Gray Matter of American Democracy
To be clear, why the 2012 presidential election resulted as it did is most likely in the gray matter between Romney’s “gifts” narrative and Obama’s “the people prefer my solutions” narrative. Finding balance will be the work of political analysts and historians who will make careers out of unveiling the kernels of understanding about America’s first re-election of a black president.
It is plausible to conclude that some of Obama’s 332 Electoral College votes reflect technical determination that the president’s policy choices are best for the nation. Some of Obama’s support was likely tied to perceived gifts as Romney claimed. Some of the Obama vote was a backlash from Bush-era politics as the blame for prevailing conditions today — whether that perspective is accurate, perceived, or the product of team Obama’s use of blaming Bush for current policies shortcomings. The GOP cannot indemnify itself given controversies over Voter ID laws, efforts to shorten the early vote cycle, and other pursuit that, even where genuine, do come with political costs. And quite frankly, it is not inconceivable that some [black] votes emerged out of a deep-seated and vicarious sense of social reparation that followed a history of slavery and jim crow segregation.

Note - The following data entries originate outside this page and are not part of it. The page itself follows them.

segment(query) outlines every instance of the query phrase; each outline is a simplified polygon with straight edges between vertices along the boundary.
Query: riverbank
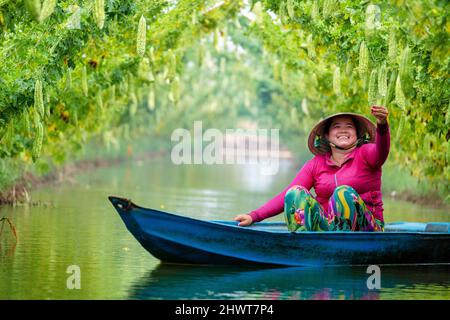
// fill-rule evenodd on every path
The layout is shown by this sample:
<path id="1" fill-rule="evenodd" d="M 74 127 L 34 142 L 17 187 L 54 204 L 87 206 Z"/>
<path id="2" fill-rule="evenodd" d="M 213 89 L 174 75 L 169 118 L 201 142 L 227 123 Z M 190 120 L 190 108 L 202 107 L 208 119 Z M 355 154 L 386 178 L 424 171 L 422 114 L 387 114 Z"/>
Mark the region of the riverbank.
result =
<path id="1" fill-rule="evenodd" d="M 73 161 L 54 165 L 49 161 L 47 172 L 25 171 L 24 174 L 0 190 L 0 206 L 18 204 L 38 205 L 32 200 L 32 191 L 53 184 L 73 181 L 79 173 L 110 167 L 126 161 L 145 161 L 162 157 L 170 148 L 166 139 L 141 137 L 132 141 L 119 141 L 115 148 L 106 149 L 95 139 L 81 153 L 74 154 Z"/>
<path id="2" fill-rule="evenodd" d="M 17 205 L 18 203 L 29 203 L 36 205 L 31 198 L 31 192 L 37 188 L 46 187 L 64 182 L 70 182 L 78 173 L 86 173 L 86 171 L 98 168 L 111 167 L 124 163 L 126 161 L 145 161 L 162 157 L 167 152 L 165 150 L 147 152 L 130 157 L 118 157 L 112 159 L 89 159 L 80 160 L 74 163 L 64 165 L 61 168 L 54 169 L 51 173 L 38 176 L 31 172 L 26 172 L 16 183 L 0 192 L 0 205 Z"/>
<path id="3" fill-rule="evenodd" d="M 412 176 L 407 168 L 392 163 L 383 166 L 383 197 L 450 211 L 450 204 L 445 203 L 445 197 L 448 195 L 439 191 L 438 184 L 438 181 L 432 183 L 425 179 L 420 180 Z"/>
<path id="4" fill-rule="evenodd" d="M 124 163 L 125 161 L 146 161 L 150 159 L 160 158 L 167 154 L 166 150 L 147 152 L 140 155 L 130 157 L 118 157 L 114 159 L 90 159 L 80 160 L 55 169 L 52 173 L 38 176 L 31 172 L 27 172 L 20 178 L 11 188 L 0 192 L 0 205 L 17 205 L 19 203 L 28 203 L 37 205 L 32 201 L 31 193 L 37 188 L 46 187 L 64 182 L 70 182 L 76 174 L 85 173 L 99 168 L 110 167 Z M 401 200 L 414 203 L 420 206 L 427 206 L 436 209 L 448 208 L 449 205 L 443 203 L 442 199 L 433 193 L 417 194 L 408 190 L 395 190 L 395 186 L 388 185 L 384 191 L 384 197 L 391 200 Z"/>
<path id="5" fill-rule="evenodd" d="M 394 194 L 394 195 L 393 195 Z M 383 195 L 384 198 L 389 197 L 391 200 L 401 200 L 417 204 L 419 206 L 430 207 L 433 209 L 449 209 L 450 205 L 445 204 L 443 200 L 437 195 L 418 195 L 410 191 L 401 191 L 395 193 L 388 193 Z"/>
<path id="6" fill-rule="evenodd" d="M 149 142 L 150 141 L 150 142 Z M 121 142 L 117 149 L 105 151 L 98 142 L 86 146 L 77 160 L 61 167 L 54 166 L 48 173 L 40 175 L 36 172 L 26 172 L 15 183 L 0 191 L 0 205 L 29 204 L 39 205 L 32 200 L 32 191 L 52 184 L 73 181 L 79 173 L 86 173 L 99 168 L 110 167 L 126 161 L 148 161 L 160 158 L 170 152 L 170 144 L 165 139 L 152 137 L 133 142 Z M 99 152 L 99 150 L 102 150 Z M 292 162 L 304 162 L 299 157 Z M 383 168 L 383 197 L 391 200 L 407 201 L 419 206 L 435 209 L 449 209 L 442 196 L 433 190 L 433 185 L 412 177 L 406 169 L 387 164 Z"/>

Does anyone seriously doubt that 96% of African American voters dedicated time to reading the Affordable Care Act or analyzing The Stimulus Bill? Would any project that a black population, facing an unemployment rate of 14.3% and where 26% of black families are now in poverty overwhelmingly gave support to the incumbent for rational reasons?
Contrary to Romney’s theory, Obama has done very little to address issues in the urban core. His discussions with black leaders, including the Congressional Black Caucus, have been more about his re-election than the confluence of persistent problems facing black America. And the Obama campaign did not plan stops in the community whose overwhelming support made the difference in swing states such as Ohio and Florida.
The gray matter of why people vote as they do reflects the realities of American politics.The vote is given to those who exercise it with myriad motivations. Some rational and informed. Some irrational and uninformed. Such is the case in 2012 as it is inevitably the case in America’s electoral process; particularly when civics, billion dollar campaigns, and social factors overlay sound discourse on topics related to good government. If Obama’s rise is in-part a result of self-interests or irrationality, the same could and would be said had Romney been the victor. Indeed, the same surely can be said of each of our nation’s previous elections. This is both evidence of and cost of democracy.